L’histoire qui nous concerne ici est encore plus compliquée lorsque nous avons découvert que le coureur en question ne possédait pas de licence auprès de la Fédération française d’athlétisme (FFA), alors que l’Ultra-Run était bien une épreuve d’athlé. Si bien qu’à la Ligue, on n’était au courant de rien. Joint au téléphone, le Conseiller technique régional nous a confié tomber des nues, tout en expliquant que “beaucoup de coureurs participent à des courses sous les couleurs d’un club même s’ils n’ont pas de licence, ou, du moins, une licence à la journée.” C’est le cas ici : dans le compte-rendu du Quotidien de l’époque, l’athlète en question est décrit comme appartenant à un club local. 

Sauf que, selon les documents auxquels Le Tangue a pu avoir accès, ne disposant pas d’une licence auprès de la FFA, c’est l’AFLD qui a dû elle-même décider d’une sanction ; la procédure a pris du temps, mais l’AFLD a finalement décidé de suspendre le coureur en question pour un an, à compter de sa date de notification à l’athlète, c’est-à-dire le 4 décembre 2018. Onze mois plus tôt, il avait déjà été informé du résultat positif de son contrôle, ce qui ne l’avait pas empêché de remporter un trail en écrasant la concurrence, puis de participer à trois autres courses.
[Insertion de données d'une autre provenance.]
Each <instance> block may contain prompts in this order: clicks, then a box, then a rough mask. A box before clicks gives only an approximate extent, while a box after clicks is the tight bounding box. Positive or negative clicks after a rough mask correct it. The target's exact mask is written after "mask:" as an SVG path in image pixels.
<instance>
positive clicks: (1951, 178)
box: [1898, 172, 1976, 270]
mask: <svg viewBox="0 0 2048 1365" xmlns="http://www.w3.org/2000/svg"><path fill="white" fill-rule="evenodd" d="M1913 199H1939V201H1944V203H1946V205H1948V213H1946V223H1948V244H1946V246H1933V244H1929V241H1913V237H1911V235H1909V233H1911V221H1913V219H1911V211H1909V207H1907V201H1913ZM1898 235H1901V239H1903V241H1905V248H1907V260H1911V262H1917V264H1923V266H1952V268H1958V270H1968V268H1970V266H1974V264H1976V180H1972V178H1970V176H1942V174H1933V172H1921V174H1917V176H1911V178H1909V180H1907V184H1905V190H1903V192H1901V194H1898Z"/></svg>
Il était alors membre d’un autre club à La Réunion, auprès de qui, cette fois, il avait souscrit une licence auprès de la Fédération.

Sa suspension court donc jusqu’à la fin de l’année ; nous avons essayé de le contacter, mais selon d’anciens camarades de course, il aurait littéralement disparu de la circulation : son dernier résultat officiel sur une compétition remonte à juillet 2018.